A rhythm that doesn’t cease, that rumbles under my feet and splits into a fault line, threatens to swallow me underground. Though as much as her punches sting, they’re nowhere near as painful as her words.
My uninjured hand reflexively shoots out to grab her arm, but I keep my grip soft around her wrist. She reels backward—not enough to extricate herself—and she stares into my eyes from beneath those damp lashes, her chest rising and falling in frame-shaking breaths.

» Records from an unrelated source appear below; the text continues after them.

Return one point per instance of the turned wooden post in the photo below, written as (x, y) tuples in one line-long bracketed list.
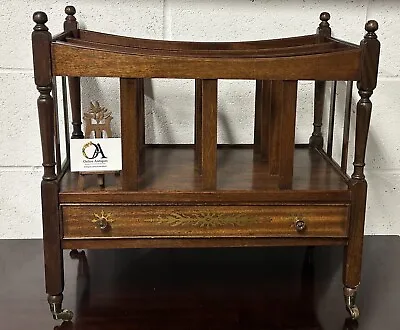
[(74, 83), (41, 40), (370, 48), (316, 139)]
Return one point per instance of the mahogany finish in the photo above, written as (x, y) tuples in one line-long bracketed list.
[(207, 195)]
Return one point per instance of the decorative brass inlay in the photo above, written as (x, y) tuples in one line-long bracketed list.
[(204, 219), (103, 220), (97, 120)]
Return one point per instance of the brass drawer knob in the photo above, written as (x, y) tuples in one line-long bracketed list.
[(300, 225), (102, 221)]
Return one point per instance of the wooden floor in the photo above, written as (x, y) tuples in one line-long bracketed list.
[(263, 288)]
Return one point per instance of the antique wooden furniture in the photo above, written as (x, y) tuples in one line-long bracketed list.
[(207, 195)]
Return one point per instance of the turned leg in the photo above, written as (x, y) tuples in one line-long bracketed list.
[(370, 48), (53, 258)]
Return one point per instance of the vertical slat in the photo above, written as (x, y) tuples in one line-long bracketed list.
[(129, 133), (316, 139), (66, 116), (346, 126), (261, 118), (141, 123), (75, 96), (56, 127), (275, 126), (331, 119), (287, 139), (198, 123), (209, 134), (258, 117), (265, 119)]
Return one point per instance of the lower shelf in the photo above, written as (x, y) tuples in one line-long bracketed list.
[(169, 174)]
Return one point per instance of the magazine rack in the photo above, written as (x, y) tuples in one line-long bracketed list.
[(272, 192)]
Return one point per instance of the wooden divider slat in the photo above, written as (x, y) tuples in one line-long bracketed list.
[(209, 133), (129, 132)]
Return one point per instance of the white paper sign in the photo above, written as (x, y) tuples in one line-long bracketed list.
[(96, 155)]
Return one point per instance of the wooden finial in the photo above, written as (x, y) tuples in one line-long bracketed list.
[(40, 18), (371, 27), (324, 27), (70, 23)]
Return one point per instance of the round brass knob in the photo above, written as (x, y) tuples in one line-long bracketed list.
[(300, 225), (102, 221), (102, 224)]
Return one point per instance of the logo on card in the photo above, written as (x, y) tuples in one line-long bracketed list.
[(92, 150)]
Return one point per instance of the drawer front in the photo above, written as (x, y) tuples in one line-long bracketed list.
[(124, 221)]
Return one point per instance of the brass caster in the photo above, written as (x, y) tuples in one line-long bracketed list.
[(57, 311), (75, 254), (65, 315), (354, 312), (350, 300)]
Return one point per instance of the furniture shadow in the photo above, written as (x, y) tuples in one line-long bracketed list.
[(231, 288)]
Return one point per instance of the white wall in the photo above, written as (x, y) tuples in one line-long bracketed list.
[(169, 103)]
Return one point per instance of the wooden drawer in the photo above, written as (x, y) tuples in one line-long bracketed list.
[(124, 221)]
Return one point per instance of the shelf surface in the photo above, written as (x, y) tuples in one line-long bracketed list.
[(170, 171), (88, 53)]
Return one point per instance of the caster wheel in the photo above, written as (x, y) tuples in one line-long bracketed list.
[(354, 312), (64, 315)]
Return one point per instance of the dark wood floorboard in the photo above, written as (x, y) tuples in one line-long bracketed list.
[(249, 288)]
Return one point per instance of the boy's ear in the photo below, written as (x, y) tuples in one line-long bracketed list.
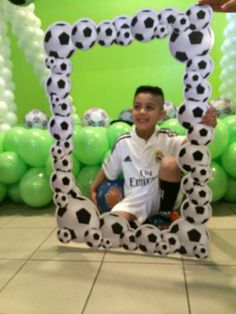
[(163, 114)]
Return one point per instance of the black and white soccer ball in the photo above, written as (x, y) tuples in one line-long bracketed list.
[(186, 45), (201, 92), (162, 248), (63, 108), (127, 240), (62, 181), (201, 174), (200, 134), (190, 113), (66, 146), (57, 84), (143, 25), (124, 35), (84, 34), (161, 31), (202, 64), (201, 251), (79, 216), (147, 238), (189, 235), (36, 119), (195, 214), (64, 164), (106, 243), (200, 16), (106, 33), (112, 226), (93, 237), (50, 62), (167, 17), (181, 23), (61, 128), (57, 40), (191, 156), (62, 66), (171, 239), (192, 78), (60, 199), (64, 235)]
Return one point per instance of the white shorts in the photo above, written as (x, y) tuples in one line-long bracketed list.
[(142, 205)]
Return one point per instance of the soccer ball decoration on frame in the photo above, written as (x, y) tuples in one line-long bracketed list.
[(190, 41)]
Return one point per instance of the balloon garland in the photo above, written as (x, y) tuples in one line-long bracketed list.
[(228, 73), (26, 27), (190, 40)]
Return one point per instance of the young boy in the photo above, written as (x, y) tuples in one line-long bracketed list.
[(147, 158)]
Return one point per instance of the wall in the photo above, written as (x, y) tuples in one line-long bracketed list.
[(107, 77)]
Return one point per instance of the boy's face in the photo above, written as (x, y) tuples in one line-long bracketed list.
[(147, 111)]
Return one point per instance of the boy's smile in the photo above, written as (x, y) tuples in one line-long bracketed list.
[(147, 111)]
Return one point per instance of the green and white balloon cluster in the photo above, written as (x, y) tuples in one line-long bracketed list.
[(228, 61), (190, 41)]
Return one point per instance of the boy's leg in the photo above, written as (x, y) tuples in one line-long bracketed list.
[(169, 180)]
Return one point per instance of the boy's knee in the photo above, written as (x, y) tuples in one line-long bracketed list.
[(169, 169)]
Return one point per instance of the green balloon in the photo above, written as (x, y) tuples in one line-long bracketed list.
[(12, 139), (115, 130), (230, 122), (2, 135), (3, 191), (218, 182), (230, 194), (91, 145), (228, 160), (12, 167), (35, 147), (86, 177), (13, 191), (35, 188), (220, 140), (174, 125), (49, 165)]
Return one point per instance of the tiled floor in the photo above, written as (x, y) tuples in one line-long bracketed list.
[(40, 275)]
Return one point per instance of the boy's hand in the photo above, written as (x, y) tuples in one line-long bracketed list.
[(210, 117)]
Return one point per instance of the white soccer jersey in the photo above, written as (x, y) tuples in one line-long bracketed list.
[(136, 158)]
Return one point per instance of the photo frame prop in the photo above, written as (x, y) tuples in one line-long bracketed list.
[(190, 41)]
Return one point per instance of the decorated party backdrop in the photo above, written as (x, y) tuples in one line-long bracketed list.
[(107, 78)]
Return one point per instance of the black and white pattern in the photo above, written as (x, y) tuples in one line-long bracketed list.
[(190, 41)]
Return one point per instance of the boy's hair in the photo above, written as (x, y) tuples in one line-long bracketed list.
[(153, 90)]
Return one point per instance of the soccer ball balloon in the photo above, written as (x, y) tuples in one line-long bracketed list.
[(188, 44), (202, 64), (96, 117), (106, 33), (200, 16), (57, 40), (84, 34), (143, 25), (36, 119)]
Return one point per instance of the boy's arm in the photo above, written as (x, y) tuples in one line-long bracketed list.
[(100, 178)]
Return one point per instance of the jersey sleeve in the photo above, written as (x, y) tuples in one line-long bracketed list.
[(112, 164), (170, 142)]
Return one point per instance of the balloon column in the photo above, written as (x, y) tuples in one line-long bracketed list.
[(228, 65), (190, 41), (26, 27)]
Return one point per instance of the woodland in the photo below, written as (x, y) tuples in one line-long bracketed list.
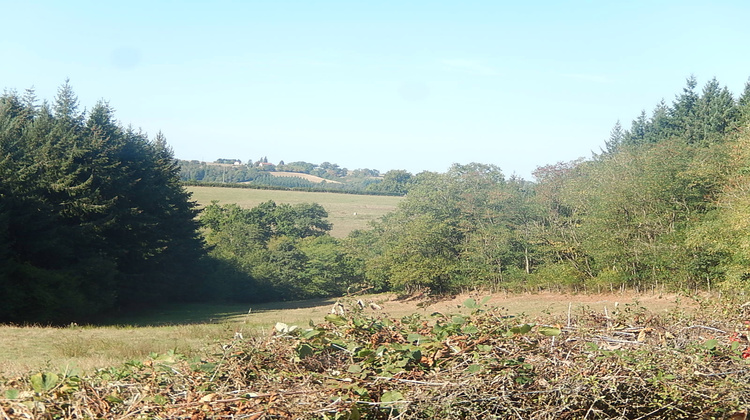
[(94, 218)]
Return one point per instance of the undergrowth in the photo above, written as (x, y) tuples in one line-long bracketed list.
[(623, 363)]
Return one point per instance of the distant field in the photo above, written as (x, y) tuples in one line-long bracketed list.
[(311, 178), (347, 212), (199, 329)]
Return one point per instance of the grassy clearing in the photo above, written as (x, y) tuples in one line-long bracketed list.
[(464, 358), (194, 329), (347, 212)]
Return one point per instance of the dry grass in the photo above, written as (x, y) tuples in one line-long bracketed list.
[(193, 329), (311, 178), (347, 212), (592, 361)]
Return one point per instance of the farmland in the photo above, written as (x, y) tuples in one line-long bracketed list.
[(347, 212)]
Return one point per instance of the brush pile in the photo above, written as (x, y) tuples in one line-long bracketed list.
[(622, 363)]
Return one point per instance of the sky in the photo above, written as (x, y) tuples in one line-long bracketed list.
[(414, 85)]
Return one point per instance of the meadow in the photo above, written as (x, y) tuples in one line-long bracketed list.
[(536, 356), (347, 212)]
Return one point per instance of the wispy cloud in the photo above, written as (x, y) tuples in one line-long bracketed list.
[(474, 67)]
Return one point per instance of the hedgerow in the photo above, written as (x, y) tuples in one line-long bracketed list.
[(624, 363)]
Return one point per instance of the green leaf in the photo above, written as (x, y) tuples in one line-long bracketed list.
[(310, 333), (305, 350), (391, 396), (474, 368), (549, 331), (159, 399), (335, 319), (114, 399), (711, 344), (469, 329), (484, 348)]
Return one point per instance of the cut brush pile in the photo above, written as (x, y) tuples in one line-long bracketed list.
[(623, 363)]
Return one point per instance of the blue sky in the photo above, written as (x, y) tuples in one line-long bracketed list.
[(412, 85)]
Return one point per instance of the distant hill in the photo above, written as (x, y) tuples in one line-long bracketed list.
[(308, 177)]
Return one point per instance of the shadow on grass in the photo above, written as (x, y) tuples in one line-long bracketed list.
[(200, 313)]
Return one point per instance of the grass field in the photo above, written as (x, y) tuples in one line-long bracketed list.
[(347, 212), (199, 329)]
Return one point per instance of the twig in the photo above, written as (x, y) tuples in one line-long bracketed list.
[(730, 372), (614, 340), (411, 381), (706, 328), (5, 415)]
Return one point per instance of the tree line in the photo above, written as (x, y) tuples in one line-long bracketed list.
[(92, 214), (258, 174), (664, 203), (93, 217)]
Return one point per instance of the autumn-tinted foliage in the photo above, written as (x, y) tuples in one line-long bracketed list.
[(92, 214)]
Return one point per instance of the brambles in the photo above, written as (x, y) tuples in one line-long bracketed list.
[(629, 363)]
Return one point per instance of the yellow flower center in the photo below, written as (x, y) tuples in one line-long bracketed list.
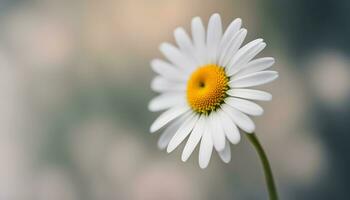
[(206, 88)]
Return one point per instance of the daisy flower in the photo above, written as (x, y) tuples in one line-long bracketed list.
[(203, 86)]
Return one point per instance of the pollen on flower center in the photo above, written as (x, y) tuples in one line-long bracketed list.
[(206, 88)]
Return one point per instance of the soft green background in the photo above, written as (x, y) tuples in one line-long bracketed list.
[(74, 89)]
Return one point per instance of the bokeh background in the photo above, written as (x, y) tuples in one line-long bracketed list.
[(74, 89)]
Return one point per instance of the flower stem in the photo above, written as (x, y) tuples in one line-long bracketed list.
[(266, 166)]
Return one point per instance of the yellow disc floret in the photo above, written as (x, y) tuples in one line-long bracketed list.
[(206, 88)]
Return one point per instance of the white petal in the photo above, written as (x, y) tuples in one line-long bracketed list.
[(166, 100), (254, 79), (230, 32), (231, 48), (198, 36), (256, 66), (160, 84), (182, 132), (193, 140), (169, 132), (244, 55), (175, 56), (242, 120), (225, 154), (250, 94), (205, 150), (184, 42), (245, 106), (168, 116), (230, 128), (167, 70), (217, 132), (214, 37)]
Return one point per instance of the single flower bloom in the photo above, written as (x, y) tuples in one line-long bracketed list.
[(203, 88)]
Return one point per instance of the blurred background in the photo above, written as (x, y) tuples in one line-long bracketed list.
[(74, 89)]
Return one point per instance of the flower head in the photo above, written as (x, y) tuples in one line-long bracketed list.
[(203, 88)]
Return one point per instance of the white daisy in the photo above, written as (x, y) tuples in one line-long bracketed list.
[(203, 91)]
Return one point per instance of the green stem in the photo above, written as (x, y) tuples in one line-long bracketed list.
[(266, 165)]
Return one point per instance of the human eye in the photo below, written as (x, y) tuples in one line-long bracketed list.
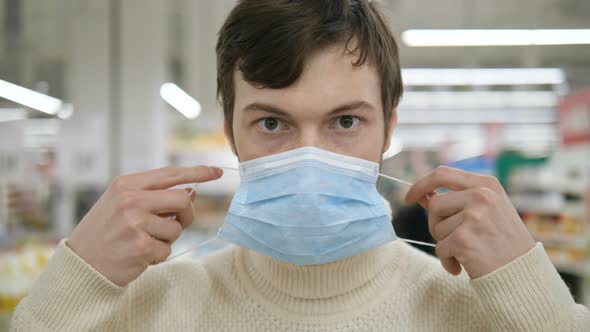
[(346, 122), (270, 124)]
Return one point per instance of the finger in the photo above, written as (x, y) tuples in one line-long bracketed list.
[(444, 228), (445, 205), (167, 177), (161, 251), (450, 178), (444, 251), (425, 201), (185, 216), (157, 201), (451, 265), (160, 228)]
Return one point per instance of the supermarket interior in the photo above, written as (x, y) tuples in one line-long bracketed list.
[(90, 90)]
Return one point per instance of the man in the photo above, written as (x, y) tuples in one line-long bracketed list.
[(292, 74)]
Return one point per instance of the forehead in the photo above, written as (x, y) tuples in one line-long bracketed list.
[(329, 79)]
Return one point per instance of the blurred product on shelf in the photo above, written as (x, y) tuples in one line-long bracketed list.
[(19, 269)]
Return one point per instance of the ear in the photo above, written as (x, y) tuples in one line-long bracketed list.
[(392, 124), (227, 130)]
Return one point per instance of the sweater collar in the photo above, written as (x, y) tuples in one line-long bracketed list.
[(321, 290)]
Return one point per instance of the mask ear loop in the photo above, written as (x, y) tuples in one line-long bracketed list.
[(427, 244)]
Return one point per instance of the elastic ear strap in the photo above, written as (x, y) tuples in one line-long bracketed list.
[(191, 249), (417, 242)]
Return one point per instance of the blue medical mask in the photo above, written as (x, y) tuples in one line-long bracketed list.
[(308, 206)]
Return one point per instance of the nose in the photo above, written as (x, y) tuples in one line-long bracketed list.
[(310, 136)]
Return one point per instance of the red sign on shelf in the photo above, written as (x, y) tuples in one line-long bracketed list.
[(574, 118)]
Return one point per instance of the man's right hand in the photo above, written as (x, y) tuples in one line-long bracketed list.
[(126, 230)]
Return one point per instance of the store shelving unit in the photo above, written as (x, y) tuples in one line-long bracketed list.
[(553, 201)]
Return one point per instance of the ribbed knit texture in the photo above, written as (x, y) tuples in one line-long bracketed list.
[(391, 288)]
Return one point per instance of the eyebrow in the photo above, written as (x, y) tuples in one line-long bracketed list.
[(351, 106)]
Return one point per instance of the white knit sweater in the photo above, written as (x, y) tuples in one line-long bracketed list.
[(391, 288)]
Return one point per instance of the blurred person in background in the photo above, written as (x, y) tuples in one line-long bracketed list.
[(293, 74)]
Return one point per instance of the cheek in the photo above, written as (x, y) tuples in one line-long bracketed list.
[(365, 144)]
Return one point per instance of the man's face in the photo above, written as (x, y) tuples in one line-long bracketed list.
[(334, 106)]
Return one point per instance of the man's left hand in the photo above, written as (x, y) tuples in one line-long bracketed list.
[(475, 225)]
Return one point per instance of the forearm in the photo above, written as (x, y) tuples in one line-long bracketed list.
[(529, 295)]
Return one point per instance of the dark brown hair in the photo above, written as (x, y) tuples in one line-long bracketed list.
[(269, 41)]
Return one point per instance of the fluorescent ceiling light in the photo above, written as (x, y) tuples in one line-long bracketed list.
[(499, 37), (29, 98), (482, 76), (180, 100), (12, 114), (478, 99)]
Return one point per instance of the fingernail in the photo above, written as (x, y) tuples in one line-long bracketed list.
[(215, 171)]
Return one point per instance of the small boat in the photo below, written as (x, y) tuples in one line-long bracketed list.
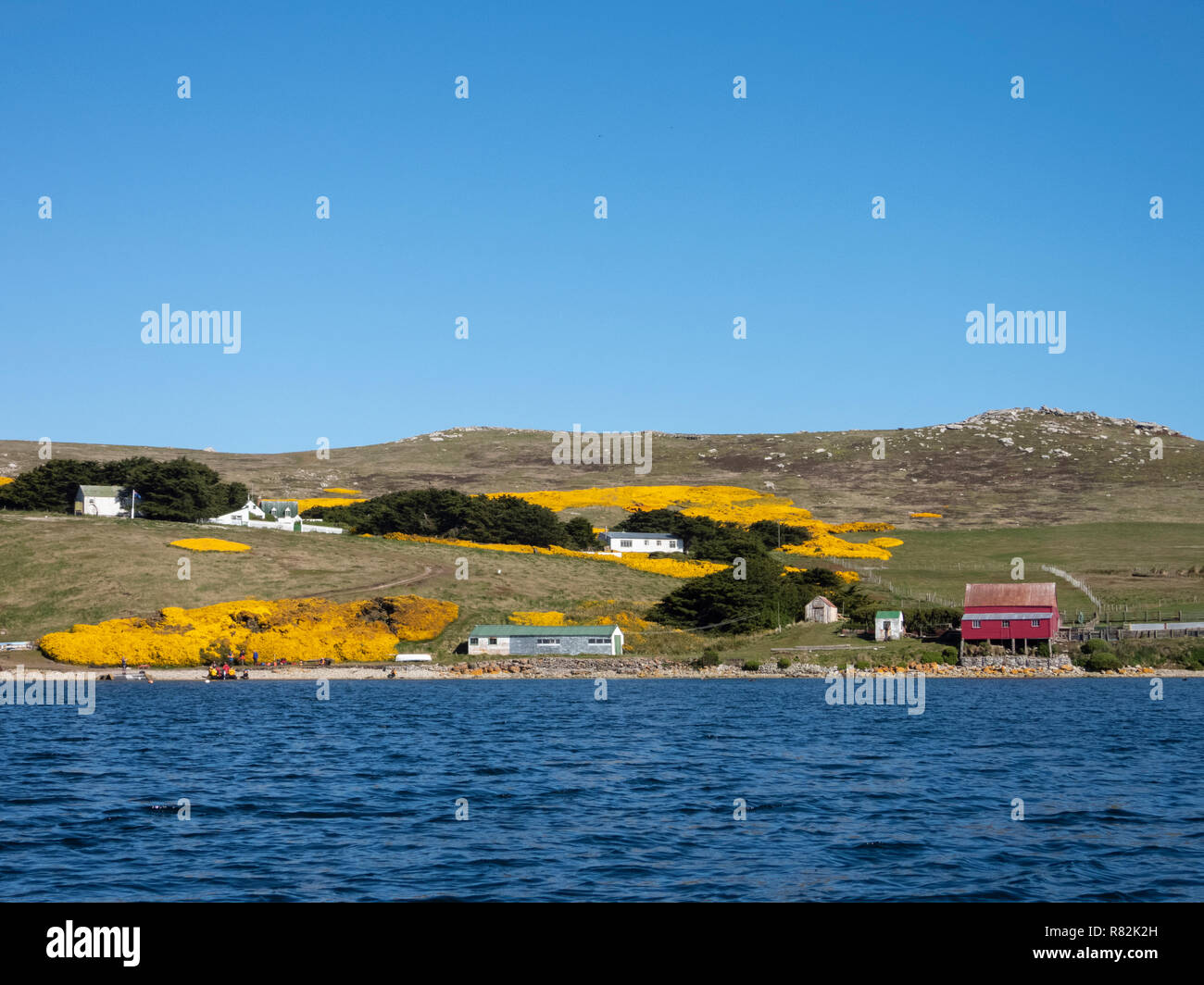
[(137, 677)]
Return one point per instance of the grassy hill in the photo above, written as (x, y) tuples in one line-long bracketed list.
[(59, 571), (1074, 491), (1018, 468)]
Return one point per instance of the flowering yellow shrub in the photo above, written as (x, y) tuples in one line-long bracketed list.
[(289, 629), (209, 543), (670, 566), (721, 503), (538, 619), (823, 544), (304, 505), (847, 576)]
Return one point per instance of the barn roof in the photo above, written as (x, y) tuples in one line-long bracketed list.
[(1012, 593), (506, 630)]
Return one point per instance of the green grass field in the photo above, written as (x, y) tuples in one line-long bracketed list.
[(58, 571), (1148, 567)]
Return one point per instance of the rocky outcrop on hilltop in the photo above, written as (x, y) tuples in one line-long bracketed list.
[(1062, 420)]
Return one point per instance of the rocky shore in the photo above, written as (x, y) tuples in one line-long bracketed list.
[(566, 667)]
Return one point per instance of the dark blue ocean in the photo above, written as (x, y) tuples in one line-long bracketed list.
[(630, 799)]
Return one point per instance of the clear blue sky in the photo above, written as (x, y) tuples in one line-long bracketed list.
[(484, 208)]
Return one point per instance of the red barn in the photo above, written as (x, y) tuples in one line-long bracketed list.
[(1010, 611)]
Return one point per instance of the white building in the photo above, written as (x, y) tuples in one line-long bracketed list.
[(284, 517), (821, 609), (887, 624), (621, 541), (540, 641), (240, 517), (99, 501)]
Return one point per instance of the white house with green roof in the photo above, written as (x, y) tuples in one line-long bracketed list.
[(545, 641), (97, 501), (887, 624)]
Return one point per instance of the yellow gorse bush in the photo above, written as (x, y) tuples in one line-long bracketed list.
[(304, 505), (670, 566), (721, 503), (826, 545), (289, 629), (209, 543), (538, 619)]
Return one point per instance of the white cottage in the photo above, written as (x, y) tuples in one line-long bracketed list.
[(248, 511), (887, 624), (545, 641), (821, 609), (621, 541), (97, 501)]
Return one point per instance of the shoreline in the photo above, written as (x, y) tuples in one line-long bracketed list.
[(660, 673), (576, 668)]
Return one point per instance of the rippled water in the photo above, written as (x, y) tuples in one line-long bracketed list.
[(631, 799)]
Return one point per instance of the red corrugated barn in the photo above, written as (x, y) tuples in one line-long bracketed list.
[(1014, 611)]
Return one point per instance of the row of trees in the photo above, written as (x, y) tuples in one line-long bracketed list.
[(766, 597), (450, 513), (180, 489), (763, 599)]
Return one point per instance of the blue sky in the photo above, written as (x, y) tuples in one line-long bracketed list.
[(484, 208)]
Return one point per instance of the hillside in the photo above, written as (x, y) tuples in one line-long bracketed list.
[(1015, 468)]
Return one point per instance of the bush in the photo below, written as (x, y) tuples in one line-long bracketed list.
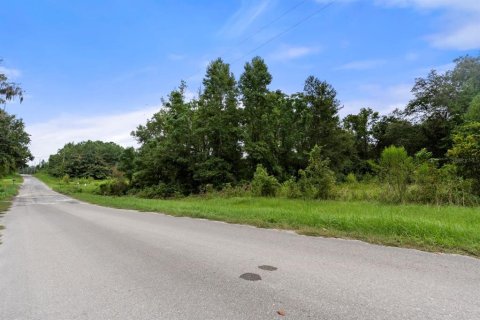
[(160, 191), (290, 189), (395, 170), (264, 184), (116, 187), (317, 180)]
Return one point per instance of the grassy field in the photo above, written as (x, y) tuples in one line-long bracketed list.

My knees are barely holding me up at this point. “You think I like making you cry, Faye? It’s the worst feeling in the world. That fight we had at the party was one of the worst days of my life.”
I don’t like revisiting that day. And now here we are, weeks later, and I’m breaking her heart all over again when I promised I wouldn’t.
“Then why do you keep doing it?” she spits, ripping her arm from my fingers. “You say I matter to you, you say…”
I don’t hear the rest of her sentence. I don’t hear anything over the bashing of my heart and the internal voices laughing at me from the dark corners of my mind.
She keeps saying that I don’t care about her. She keeps saying things that aren’t true. Why does she keep saying that?
There are cinder weights tied to my feet, pulling me deeper into the ocean, down far enough that I can no longer see the cerulean patch of sky above me. All that exists is the darkness closing around me like giant tentacles.
“Stop!” I don’t register how loud my voice is, how it reverberates off the walls. All I register is the agony bisecting the two halves of my barely beating heart, leaving behind a hole that only Faye can occupy.
And she flinches. She fucking flinches.
I can hear the guys’ voices loudening down the hallway, overlapping with one another in worried hushes, and right as Haye forces the door open, Faye charges for the exit. The group parts down the middle to make way for her bolting body, and I pray that my strides are long enough to catch her, but the goddamn roadblock in the doorway slows me down. Everyone’s asking me questions I don’t have time to answer.
I reach the living room—with the rest of the team on my heels—right as I see her snatch something from the entryway table, and then she disappears into the dark of night.